When I was a girl, my family spent a month each summer at White Earth. Five miles long and two hundred feet deep, the lake was a gash carved in the bedrock of northwestern Minnesota by a glacier tens of thousands of years ago, and it remembered every last one of those years. Its water was so clear you could drink it, but the years it carried made it look dark, almost black, full of the kind of secrets from which stories are born. Stories like the ones the Chippewa told around their campfires and my family told around our bonfires, of monster fish, spirit wolves, and dead men.

So when I started to write the book that became THE LOST GIRLS, I began with only two things: a woman, and that lake. I put the woman on the metal dock I remembered from my childhood, faced the water, and waited for the story to come.

It came slowly, like something I’d forgotten but the lake had not. First, a name: Justine. Then, her two daughters and Lucy, a mysterious, dead benefactress who left her a ramshackle home at the water’s edge. Why she was there, what she wanted, and how she would try to get it came as a haunting, and soon the very spirits of the dead – Lucy, her sisters, their terrible secrets – laid their claim on the story, too.
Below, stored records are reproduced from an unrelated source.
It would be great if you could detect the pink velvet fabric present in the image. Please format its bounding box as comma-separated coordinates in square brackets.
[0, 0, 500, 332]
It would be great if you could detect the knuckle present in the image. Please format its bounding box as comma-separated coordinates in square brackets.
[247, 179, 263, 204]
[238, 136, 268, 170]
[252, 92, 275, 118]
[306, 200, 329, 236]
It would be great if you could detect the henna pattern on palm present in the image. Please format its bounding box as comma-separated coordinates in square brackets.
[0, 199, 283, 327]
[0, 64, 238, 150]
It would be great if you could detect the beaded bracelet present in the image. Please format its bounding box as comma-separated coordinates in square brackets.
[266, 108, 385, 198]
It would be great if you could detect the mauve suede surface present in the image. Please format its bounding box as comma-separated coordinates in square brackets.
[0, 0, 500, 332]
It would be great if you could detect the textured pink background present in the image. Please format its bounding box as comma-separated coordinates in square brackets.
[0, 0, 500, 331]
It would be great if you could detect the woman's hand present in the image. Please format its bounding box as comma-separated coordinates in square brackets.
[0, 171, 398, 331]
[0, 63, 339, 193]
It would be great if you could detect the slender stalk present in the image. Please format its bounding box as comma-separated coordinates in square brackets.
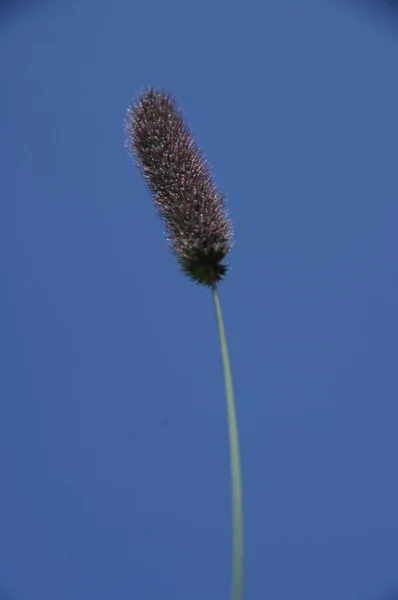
[212, 284, 243, 600]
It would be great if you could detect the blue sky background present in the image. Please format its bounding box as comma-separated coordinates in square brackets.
[0, 0, 398, 600]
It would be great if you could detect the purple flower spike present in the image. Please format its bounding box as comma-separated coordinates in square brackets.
[126, 88, 232, 286]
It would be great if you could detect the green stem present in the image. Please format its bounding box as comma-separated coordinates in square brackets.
[213, 285, 243, 600]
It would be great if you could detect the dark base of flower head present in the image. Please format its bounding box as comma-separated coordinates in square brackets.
[180, 248, 227, 287]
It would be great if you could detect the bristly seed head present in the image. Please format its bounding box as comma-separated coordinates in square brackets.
[126, 88, 232, 286]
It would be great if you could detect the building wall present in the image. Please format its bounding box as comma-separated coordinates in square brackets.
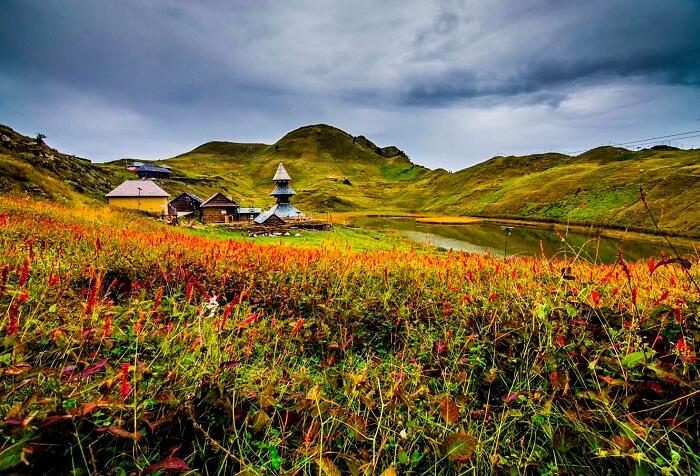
[109, 197, 168, 213]
[201, 208, 228, 223]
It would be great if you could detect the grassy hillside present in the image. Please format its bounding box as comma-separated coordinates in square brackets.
[0, 125, 120, 203]
[102, 125, 428, 213]
[0, 121, 700, 237]
[410, 147, 700, 236]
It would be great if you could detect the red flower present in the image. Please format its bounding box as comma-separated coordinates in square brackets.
[119, 362, 131, 399]
[289, 319, 304, 337]
[17, 258, 29, 287]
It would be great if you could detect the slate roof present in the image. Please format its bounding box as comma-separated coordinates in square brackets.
[200, 192, 239, 208]
[270, 185, 296, 197]
[136, 164, 173, 174]
[173, 192, 204, 204]
[254, 203, 301, 223]
[272, 162, 292, 182]
[107, 180, 170, 198]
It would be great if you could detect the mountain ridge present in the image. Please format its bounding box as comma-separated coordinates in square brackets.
[0, 124, 700, 236]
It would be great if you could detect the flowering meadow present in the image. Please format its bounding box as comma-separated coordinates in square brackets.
[0, 198, 700, 476]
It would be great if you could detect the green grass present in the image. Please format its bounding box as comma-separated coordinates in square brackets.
[0, 199, 700, 476]
[0, 125, 700, 237]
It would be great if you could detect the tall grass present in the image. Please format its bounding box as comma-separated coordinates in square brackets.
[0, 200, 700, 476]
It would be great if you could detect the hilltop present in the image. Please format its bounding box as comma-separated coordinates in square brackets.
[0, 125, 120, 203]
[411, 147, 700, 236]
[100, 124, 429, 212]
[0, 124, 700, 237]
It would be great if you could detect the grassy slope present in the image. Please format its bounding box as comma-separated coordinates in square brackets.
[102, 125, 427, 213]
[406, 147, 700, 236]
[5, 125, 700, 237]
[0, 125, 119, 203]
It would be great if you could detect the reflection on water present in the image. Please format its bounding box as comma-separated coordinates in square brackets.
[353, 217, 693, 263]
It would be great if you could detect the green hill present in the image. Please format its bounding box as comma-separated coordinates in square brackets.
[412, 147, 700, 236]
[104, 125, 429, 212]
[0, 125, 700, 237]
[0, 125, 120, 203]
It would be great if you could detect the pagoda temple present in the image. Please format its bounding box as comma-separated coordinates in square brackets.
[255, 162, 302, 224]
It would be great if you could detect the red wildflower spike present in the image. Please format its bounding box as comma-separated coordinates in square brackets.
[673, 307, 683, 324]
[17, 258, 29, 287]
[289, 319, 304, 337]
[119, 362, 131, 400]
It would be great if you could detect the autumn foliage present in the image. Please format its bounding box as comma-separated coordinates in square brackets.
[0, 199, 700, 475]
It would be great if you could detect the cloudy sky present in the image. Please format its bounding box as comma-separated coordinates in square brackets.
[0, 0, 700, 170]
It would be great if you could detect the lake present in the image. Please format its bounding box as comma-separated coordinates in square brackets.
[352, 217, 694, 263]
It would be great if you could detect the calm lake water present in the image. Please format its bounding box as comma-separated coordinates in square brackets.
[352, 217, 694, 263]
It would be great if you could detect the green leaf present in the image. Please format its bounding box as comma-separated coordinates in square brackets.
[442, 433, 477, 461]
[0, 440, 29, 471]
[622, 349, 656, 369]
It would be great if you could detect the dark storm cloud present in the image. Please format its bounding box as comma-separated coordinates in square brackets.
[399, 1, 700, 106]
[0, 0, 700, 168]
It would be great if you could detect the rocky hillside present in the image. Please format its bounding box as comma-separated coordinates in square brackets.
[0, 125, 119, 203]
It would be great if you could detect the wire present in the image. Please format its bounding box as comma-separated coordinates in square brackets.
[0, 101, 92, 156]
[617, 131, 700, 145]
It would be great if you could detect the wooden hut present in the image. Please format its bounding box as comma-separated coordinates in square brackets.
[255, 162, 302, 225]
[136, 164, 173, 179]
[107, 180, 170, 215]
[170, 192, 204, 216]
[200, 192, 240, 223]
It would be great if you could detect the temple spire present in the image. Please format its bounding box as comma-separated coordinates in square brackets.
[272, 162, 292, 182]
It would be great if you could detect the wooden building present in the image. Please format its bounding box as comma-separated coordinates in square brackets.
[200, 192, 240, 223]
[170, 192, 204, 216]
[236, 207, 262, 221]
[255, 162, 303, 225]
[136, 164, 173, 179]
[107, 180, 170, 215]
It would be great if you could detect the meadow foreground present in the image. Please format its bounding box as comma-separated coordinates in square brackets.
[0, 199, 700, 476]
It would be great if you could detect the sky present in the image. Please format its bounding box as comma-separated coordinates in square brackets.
[0, 0, 700, 171]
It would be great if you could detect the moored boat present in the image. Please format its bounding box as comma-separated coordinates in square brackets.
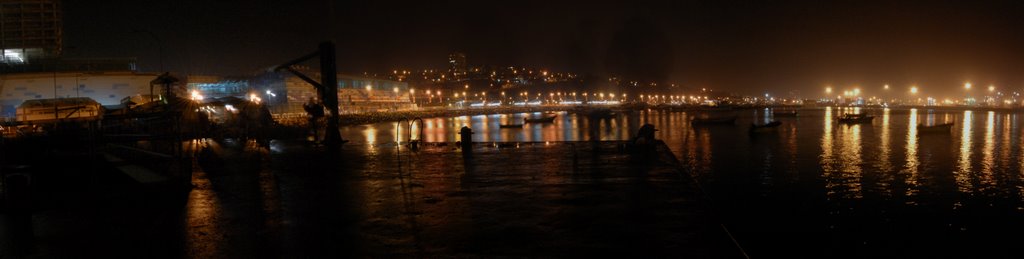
[839, 114, 874, 124]
[918, 123, 953, 133]
[522, 115, 558, 123]
[690, 116, 736, 125]
[771, 111, 797, 117]
[751, 121, 782, 133]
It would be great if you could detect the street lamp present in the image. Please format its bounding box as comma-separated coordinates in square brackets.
[131, 30, 164, 72]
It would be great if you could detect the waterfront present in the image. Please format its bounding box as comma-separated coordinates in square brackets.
[342, 107, 1024, 256]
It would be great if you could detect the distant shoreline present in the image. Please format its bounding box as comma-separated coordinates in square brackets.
[282, 105, 1024, 126]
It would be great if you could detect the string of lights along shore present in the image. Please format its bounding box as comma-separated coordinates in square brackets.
[6, 0, 1024, 259]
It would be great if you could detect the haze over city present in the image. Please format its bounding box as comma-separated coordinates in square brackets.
[65, 1, 1024, 97]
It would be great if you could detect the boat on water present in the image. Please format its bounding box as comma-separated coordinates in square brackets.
[771, 111, 797, 117]
[839, 114, 874, 124]
[690, 116, 736, 125]
[522, 115, 558, 123]
[751, 121, 782, 133]
[918, 123, 953, 133]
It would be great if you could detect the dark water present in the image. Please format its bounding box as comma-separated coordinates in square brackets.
[342, 107, 1024, 257]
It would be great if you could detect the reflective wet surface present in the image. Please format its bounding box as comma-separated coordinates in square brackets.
[8, 107, 1024, 258]
[343, 107, 1024, 256]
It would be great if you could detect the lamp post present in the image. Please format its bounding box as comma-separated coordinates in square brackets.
[131, 29, 164, 72]
[964, 82, 972, 105]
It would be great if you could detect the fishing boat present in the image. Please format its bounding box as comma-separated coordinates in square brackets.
[751, 121, 782, 133]
[771, 111, 797, 117]
[690, 116, 736, 125]
[918, 123, 953, 133]
[522, 115, 558, 123]
[839, 114, 874, 124]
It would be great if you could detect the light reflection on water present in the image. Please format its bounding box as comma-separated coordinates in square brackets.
[342, 107, 1024, 207]
[955, 111, 974, 193]
[903, 109, 921, 197]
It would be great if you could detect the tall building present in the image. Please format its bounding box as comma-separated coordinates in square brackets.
[449, 52, 468, 81]
[0, 0, 63, 64]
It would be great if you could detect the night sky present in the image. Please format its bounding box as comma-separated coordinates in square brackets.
[63, 0, 1024, 97]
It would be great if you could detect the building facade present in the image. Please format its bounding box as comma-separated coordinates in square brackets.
[0, 72, 161, 120]
[0, 0, 63, 64]
[251, 72, 415, 114]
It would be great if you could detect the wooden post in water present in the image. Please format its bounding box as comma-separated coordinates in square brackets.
[319, 41, 342, 150]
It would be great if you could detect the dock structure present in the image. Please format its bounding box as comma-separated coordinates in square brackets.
[6, 141, 741, 258]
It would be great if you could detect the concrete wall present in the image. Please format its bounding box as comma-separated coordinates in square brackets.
[0, 72, 161, 119]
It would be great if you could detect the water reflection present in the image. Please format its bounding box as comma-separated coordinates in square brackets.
[903, 109, 921, 197]
[877, 107, 893, 196]
[953, 111, 974, 193]
[821, 106, 838, 197]
[979, 111, 995, 187]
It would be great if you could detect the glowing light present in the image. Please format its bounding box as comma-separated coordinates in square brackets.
[191, 90, 203, 101]
[249, 93, 262, 104]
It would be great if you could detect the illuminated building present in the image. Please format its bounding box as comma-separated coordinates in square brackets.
[251, 69, 415, 114]
[0, 0, 63, 64]
[449, 52, 468, 81]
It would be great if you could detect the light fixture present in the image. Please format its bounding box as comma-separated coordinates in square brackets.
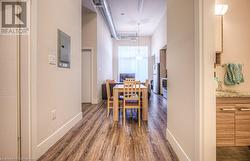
[215, 4, 228, 16]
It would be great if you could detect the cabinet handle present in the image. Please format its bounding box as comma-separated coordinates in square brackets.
[220, 108, 236, 111]
[240, 108, 250, 111]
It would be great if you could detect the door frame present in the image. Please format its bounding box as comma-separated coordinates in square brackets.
[81, 47, 94, 104]
[194, 0, 216, 161]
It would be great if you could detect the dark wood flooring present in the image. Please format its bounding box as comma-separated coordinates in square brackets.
[217, 147, 250, 161]
[39, 95, 178, 161]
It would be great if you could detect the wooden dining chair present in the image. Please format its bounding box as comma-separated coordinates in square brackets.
[106, 80, 122, 117]
[125, 78, 135, 81]
[123, 81, 141, 127]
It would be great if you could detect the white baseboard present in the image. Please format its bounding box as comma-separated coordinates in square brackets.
[36, 112, 82, 159]
[166, 129, 191, 161]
Six years later, the story the lake yielded is one of memory, and family, and the ways people find love, or fail to find it. From Lucy, recalling the last summer of her childhood, to Justine, finding a strength she doesn’t know she has in the chilly solitude of December, and all the mothers, daughters, and sisters in between, THE LOST GIRLS is about the power of the past, the price of betrayal, and the meaning of salvation. But through it all, it’s also a story of water, glittering in the summer sun and frozen in the ice of winter, the quiet sort of water that bears witness to generations and remembers every secret.

Author: Heather Young

After a decade practicing law and another decade raising kids, Heather decided to finally write the novel she'd always talked about writing. She holds an MFA from the Bennington Writing Seminars, and is an alumnus of the Squaw Valley Writers Workshop and the Tin House Writers Workshop, all of which helped her stop writing like a lawyer. She lives in Mill Valley, California, with her husband and two teenaged children. When she's not writing she's biking, hiking, neglecting potted plants, and reading books by other people that she wishes she'd written.

One Reply to “The Memory of Water”

  1. Heather. This was so, so incredibly written. I sometimes have to step away and look at you through new eyes, because as much as I have always loved and admired you, and knew you had tremendous talent, it is truly humbling to see you now and how your talent in writing takes my breath away. I love you sis.